Lunes, Mayo 19, 2008

Oil firms asked to freeze price increases

BY DENNIS GADIL

SENATORS yesterday appealed to giant oil companies to hold off any planned price adjustment in the coming weeks to give relief to the public who have to bear annual school opening woes like tuition fee increase and soaring prices of school supplies.

Gasoline, diesel and kerosene prices have risen 11 times since the start of the year for a total of P7 a liter for gasoline and P6.50 for diesel and kerosene.

The cost of unleaded gasoline is now at the record high of P51.07 a liter.

Oil executives have said they have to recover some P7 billion in losses because of skyrocketing world crude prices, which is now pegged at $115.46 per barrel as per Dubai crude market.

Senate President Manuel Villar said prices of school supplies and even tuition normally go up during the start of the school year, but this time the hikes could be higher because of the skyrocketing oil prices.

He said the recently issued salary increase and the 50-centavo increase in fare announced by the Land Transportation Franchising and Regulatory Board yesterday would drive the prices of basic commodities to further go up.

For one, he said, private schools and universities will have to factor in the P20 wage hike ordered by wage board last Friday in the monthly payroll of their teaching personnel and workers by reflecting it their cost of operations like tuition. The wage order takes effect next month.

"I appeal to oil companies to help keep our children in school by moderating their profit margin in the coming weeks or until the school opening season," Villar said.

Villar has been calling for price transparency among local oil players in relation to their price-fixing and loss recovery formula.

He said oil companies could not always pass on all their losses to the consumers.

TRIPLE WHAMMY

Sen. Alan Peter Cayetano said the weekly adjustments in oil prices are a "triple whammy" on consumers.

A price freeze, he said, would help ease the pressure on prices of basic products and services going up during the school year opening.

"Because oil price hikes result to higher transportation cost (and to) higher energy cost, higher prices of basic commodities and other prices also have to be upwardly adjusted including wages," he said.

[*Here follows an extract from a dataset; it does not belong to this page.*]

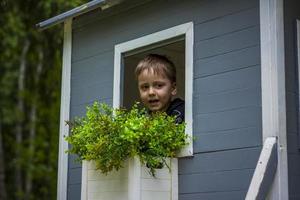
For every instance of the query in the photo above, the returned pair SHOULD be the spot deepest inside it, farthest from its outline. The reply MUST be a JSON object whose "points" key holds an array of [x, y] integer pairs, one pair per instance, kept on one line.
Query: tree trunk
{"points": [[32, 132], [3, 194], [19, 124]]}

"Schools will then have to raise tuition fees or save on other items which would affect quality of education," he added.

Cayetano took government to task for what he said was its lack of serious effort to rein what he called the greed of oil companies while going all out against a dominant power retailer like the Manila Electric Co. (Meralco).

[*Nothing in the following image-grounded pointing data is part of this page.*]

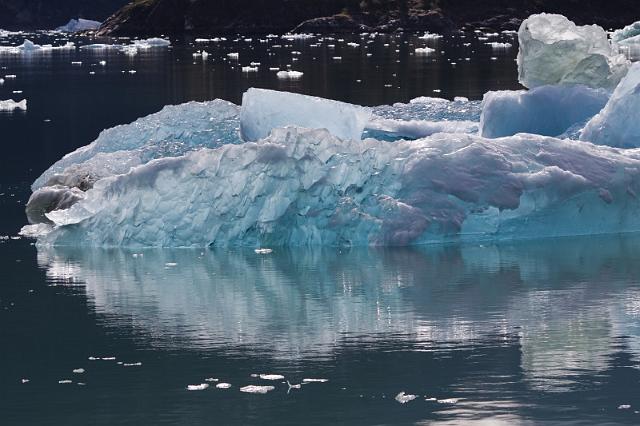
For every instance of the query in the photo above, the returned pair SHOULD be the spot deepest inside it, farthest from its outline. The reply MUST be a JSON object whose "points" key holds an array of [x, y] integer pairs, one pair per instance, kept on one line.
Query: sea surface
{"points": [[541, 332]]}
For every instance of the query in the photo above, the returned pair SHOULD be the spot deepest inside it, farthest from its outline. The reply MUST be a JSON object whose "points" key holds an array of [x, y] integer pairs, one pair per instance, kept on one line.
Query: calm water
{"points": [[528, 333]]}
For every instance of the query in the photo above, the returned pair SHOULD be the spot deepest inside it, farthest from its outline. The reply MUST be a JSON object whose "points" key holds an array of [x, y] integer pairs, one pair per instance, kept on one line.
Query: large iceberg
{"points": [[264, 110], [617, 124], [308, 187], [545, 110], [76, 25], [554, 50]]}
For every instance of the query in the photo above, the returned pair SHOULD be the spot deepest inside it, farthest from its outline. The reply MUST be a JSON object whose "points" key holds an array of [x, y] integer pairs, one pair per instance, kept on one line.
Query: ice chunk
{"points": [[403, 398], [303, 187], [617, 123], [201, 386], [264, 110], [11, 105], [414, 129], [256, 389], [76, 25], [554, 50], [545, 110], [271, 377]]}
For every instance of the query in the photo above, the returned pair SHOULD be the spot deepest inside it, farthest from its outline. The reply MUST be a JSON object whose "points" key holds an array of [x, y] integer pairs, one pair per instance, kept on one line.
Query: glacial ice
{"points": [[617, 124], [554, 50], [76, 25], [544, 110], [263, 110], [307, 187]]}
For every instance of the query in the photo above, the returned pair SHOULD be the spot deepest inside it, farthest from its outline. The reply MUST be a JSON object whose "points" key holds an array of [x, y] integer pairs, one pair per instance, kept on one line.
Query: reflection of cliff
{"points": [[566, 300]]}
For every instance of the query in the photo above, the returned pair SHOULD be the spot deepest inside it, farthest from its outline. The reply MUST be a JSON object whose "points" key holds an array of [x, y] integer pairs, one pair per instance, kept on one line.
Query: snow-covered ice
{"points": [[617, 124], [264, 110], [545, 110], [76, 25], [554, 50]]}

"Why isn’t the government (being) aggressive in checking the abuses oil companies and making their books more transparent?" he asked.

Cayetano, chairs the Senate blue ribbon committee, said he is baffled over the oil companies’ glowing sales figures and claims of losses which they recover by increasing prices.

OIL PRICE CAP

Pangasinan Rep. Jose de Venecia proposed at a major energy forum in Moscow that the world’s oil producers put a cap on soaring oil prices.

"The danger is real that high oil prices could cause overburdened economies to collapse, setting off a series of debt-service defaults that could trigger a global financial crisis," he said at the Asian Integrated Energy Market forum organized by the Asian Parliamentary Assembly.

His proposal was included in the communiqué at the end of the two-day forum presided by the vice president of the Russian Duma (parliament), Valeriy Yasev, one of Russia’s foremost oil experts.

De Venecia said the six oil-rich states of the Gulf Cooperation Council might be moved to put a cap on oil prices as a "gesture of solidarity" with the oil-poor countries of Asia, Africa and Latin America.

The Council is made up of Saudi Arabia, Bahrain, Kuwait, Oman, Qatar and the United Arab Emirates.